If only simple living were actually simple. I recently found my way to a website dedicated to this topic. The author suggested those interested in this lifestyle could hire a style consultant to simplify their wardrobes. Then they could sign up for an extensive eight-week course on how to live a simple life. Oh, and I can’t forget the $30 million minimalist house featured prominently on the site. The website made simply living actually look pretty complicated—and expensive.
Katherine, a friend of mine, recently went on a road trip that took her near the house of an acquaintance. Katherine values minimalism and thrift, so she asked if she might stay the night with this woman. She later explained to me: “I only expected a shower and a bed and certainly no more than a bowl of cereal for breakfast. But what I received was a full experience: decadent, home-cooked meals; a collection of new friends; great conversation; and the warming of a soul that only comes with hospitality toward the whole person, perfectly executed.” Katherine sought simplicity, but she received generosity.
What should we do with this simple living paradox: the challenge that, for many of us, living simply takes real work? Even when we attempt the simple lifestyle, we may end up with another experience entirely. I prefer to look at those who were just as baffled some 2,000 years ago. “Not that I am referring to being in need; for I have learned to be content with whatever I have” (Phil. 4:11), wrote the Apostle Paul from his jail cell in Rome. He had just received a gift from the community of the Philippians, with whom he had stayed and to whom he had ministered.
Many scholars scratch their heads in wonder when they see the placement of this expression of gratitude in Paul’s letter to the Philippians way back in its fourth chapter. Why wait until the very end of a letter to acknowledge a gift that was clearly unexpected? Perhaps it’s the same reason that sometimes pushes me to avoid acknowledging gifts I consider uncalled-for, unexpected, and truly generous. Such gifts can disrupt a pursuit of simplicity, upending plans for a minimalist approach.

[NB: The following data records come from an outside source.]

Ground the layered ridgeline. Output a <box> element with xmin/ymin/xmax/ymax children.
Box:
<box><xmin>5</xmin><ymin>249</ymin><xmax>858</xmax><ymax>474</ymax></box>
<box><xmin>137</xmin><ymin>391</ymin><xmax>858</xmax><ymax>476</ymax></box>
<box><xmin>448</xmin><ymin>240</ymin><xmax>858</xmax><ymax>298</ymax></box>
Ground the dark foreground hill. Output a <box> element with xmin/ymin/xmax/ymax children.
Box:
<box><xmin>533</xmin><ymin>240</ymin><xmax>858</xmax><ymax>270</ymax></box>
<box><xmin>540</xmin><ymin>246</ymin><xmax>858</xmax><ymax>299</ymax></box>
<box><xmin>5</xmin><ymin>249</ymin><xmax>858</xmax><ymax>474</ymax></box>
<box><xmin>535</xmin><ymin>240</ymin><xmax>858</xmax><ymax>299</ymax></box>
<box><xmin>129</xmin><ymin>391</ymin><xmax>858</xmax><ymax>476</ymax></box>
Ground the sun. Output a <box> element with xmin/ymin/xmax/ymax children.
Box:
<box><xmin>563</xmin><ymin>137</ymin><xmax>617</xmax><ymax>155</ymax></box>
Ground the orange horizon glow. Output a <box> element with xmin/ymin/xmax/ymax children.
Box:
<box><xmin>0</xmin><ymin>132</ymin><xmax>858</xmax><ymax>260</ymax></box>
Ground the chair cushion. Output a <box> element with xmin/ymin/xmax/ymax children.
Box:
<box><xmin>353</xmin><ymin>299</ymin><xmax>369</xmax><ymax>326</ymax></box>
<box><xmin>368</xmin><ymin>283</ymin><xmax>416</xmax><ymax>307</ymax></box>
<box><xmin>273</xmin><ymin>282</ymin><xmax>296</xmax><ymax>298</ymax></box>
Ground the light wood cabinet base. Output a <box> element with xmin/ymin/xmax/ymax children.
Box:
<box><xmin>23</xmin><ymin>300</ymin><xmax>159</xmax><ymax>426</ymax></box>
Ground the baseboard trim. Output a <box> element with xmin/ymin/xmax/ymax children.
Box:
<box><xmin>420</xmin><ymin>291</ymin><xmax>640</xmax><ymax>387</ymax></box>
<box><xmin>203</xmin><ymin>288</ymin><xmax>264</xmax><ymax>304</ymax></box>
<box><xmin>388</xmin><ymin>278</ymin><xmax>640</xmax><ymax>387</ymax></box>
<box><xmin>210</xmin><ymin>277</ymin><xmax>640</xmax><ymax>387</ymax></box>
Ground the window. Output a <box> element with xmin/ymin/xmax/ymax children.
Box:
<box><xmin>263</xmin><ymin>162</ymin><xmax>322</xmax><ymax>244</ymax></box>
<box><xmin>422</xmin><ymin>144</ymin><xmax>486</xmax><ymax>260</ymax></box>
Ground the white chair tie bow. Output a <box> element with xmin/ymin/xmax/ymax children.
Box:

Paul was a missionary who would not have typically accepted gifts for himself. In fact, he was about as far from current-day prosperity preachers asking their congregations for funds to purchase a private jet as we can imagine. For Paul, such gifts would have directly contradicted the humility in Christ he pursued, the self-emptying about which he preached.
While simply living is not so simple, it can lead to generosity in many forms: generous giving of time; generous giving of money; generous giving of love; and, eventually, generous thanksgiving. Philippians 4:11 reminds us, however, that complications arise when we attempt to live simply. Epaphroditus, the one who delivered the gift from the Philippians, almost died of illness when he was with Paul. As Paul sought to live simply, Epaphroditus “came close to death for the work of Christ, risking his life to make up for those services that you could not give me” (Phil. 2:30).
Such reminders help to dissuade us from dangerous notions that those who live in poverty have life easy. And yet for those who have much, living simply can become a call to action responding to God’s good and unexpected gifts. As Paul indicates, it is a learning process, a sanctification process, even, of being made holy by the Spirit’s good work in us.
Like Paul, as we focus our living-out of the gospel of Christ, we cannot expect that simply living is easy. Together, though, we may find that with God, simple living is faithful.